- Born: Afghanistan
- Occupations: Humanitarian worker; hospital staff manager at Emergency
- Employer: Emergency (charity)
- Known for: Negotiating the release of Gabriele Torsello (2006) and Daniele Mastrogiacomo (2007)

= Rahmatullah Hanefi =

Afghan human rights worker

Rahmatullah Hanefi is an Afghan humanitarian worker known for negotiating the release of Italian hostages Gabriele Torsello in 2006 and Daniele Mastrogiacomo in 2007 while employed by the Italian charity Emergency, where he was the national staff manager of a hospital the charity ran. Hanefi is a citizen of Afghanistan.

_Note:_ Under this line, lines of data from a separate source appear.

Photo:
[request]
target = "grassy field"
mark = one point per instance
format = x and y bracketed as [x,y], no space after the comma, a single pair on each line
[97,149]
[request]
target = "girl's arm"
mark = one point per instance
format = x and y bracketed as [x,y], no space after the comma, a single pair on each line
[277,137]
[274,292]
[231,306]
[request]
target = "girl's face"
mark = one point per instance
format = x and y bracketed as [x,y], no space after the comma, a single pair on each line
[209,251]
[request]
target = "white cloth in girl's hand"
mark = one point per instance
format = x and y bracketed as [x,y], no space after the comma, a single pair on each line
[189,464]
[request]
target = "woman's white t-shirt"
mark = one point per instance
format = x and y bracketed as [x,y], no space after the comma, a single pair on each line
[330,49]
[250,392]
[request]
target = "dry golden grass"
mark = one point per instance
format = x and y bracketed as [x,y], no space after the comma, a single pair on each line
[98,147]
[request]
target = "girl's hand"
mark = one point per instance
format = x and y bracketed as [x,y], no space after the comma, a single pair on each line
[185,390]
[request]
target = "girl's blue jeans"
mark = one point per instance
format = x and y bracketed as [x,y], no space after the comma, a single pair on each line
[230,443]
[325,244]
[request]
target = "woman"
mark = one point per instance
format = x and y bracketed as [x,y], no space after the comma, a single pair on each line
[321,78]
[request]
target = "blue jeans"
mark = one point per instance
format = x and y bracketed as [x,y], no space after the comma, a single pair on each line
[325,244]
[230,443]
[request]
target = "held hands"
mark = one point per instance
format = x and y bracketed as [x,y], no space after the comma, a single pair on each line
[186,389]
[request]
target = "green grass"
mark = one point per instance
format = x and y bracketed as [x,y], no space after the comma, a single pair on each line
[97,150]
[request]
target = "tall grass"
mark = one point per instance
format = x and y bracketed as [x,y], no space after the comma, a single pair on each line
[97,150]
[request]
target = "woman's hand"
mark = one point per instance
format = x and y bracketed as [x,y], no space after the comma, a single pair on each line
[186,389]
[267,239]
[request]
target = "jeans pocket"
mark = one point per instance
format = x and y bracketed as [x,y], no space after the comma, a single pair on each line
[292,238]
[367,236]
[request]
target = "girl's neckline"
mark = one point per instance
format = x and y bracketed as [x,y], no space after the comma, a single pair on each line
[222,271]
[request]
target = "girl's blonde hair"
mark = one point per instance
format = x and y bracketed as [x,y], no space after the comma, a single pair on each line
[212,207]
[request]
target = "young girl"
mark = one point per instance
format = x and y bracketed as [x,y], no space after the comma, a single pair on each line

==Rescue of Gabriele Torsello==
Rahmatullah successfully negotiated the release of Gabriele Torsello, an Italian taken hostage in October 2006.
The Independent reports that Rahmatullah carried a $2 million ransom to secure Torsello's release. One of Emergency's founders, Gino Strada, confirmed to the Rome prosecutor's office that a €2 million ransom had been paid for Torsello, but stated that Emergency itself had not handled the payment directly.

==Rescue of Daniele Mastrogiacomo==
Daniele Mastrogiacomo, an Italian journalist, was taken hostage by the Taliban, on March 5, 2007.
Rahmatullah was called upon to negotiate his release.

==Captured on suspicions of collusion with the Taliban==
After Mastrogiacomo's release, Rahmatullah was taken into custody by Afghan authorities, with a spokesman for the Afghan intelligence service claiming that Rahmatullah had played a part in the capture of Mastrogiacomo by the Taliban.

Gino Strada, the founder of Emergency, spoke out on Rahmatullah's behalf:

"These insinuations are completely infamous and unfounded.
It's the first time in history that when an exchange of prisoners takes place because the two sides decide to trust someone to carry the operation through that that person is then himself arrested.
Two people are responsible for this outrage: Hamid Karzai and Romano Prodi ... I would have expected an immediate declaration of Rahmatullah Hanefi's trustworthiness by the Italian government."

Emergency stated that it withdrew 38 of its foreign aid workers from Afghanistan in protest over Hanefi's continued imprisonment. In May 2007, a solidarity rally for Hanefi was held in Rome's Piazza Farnese.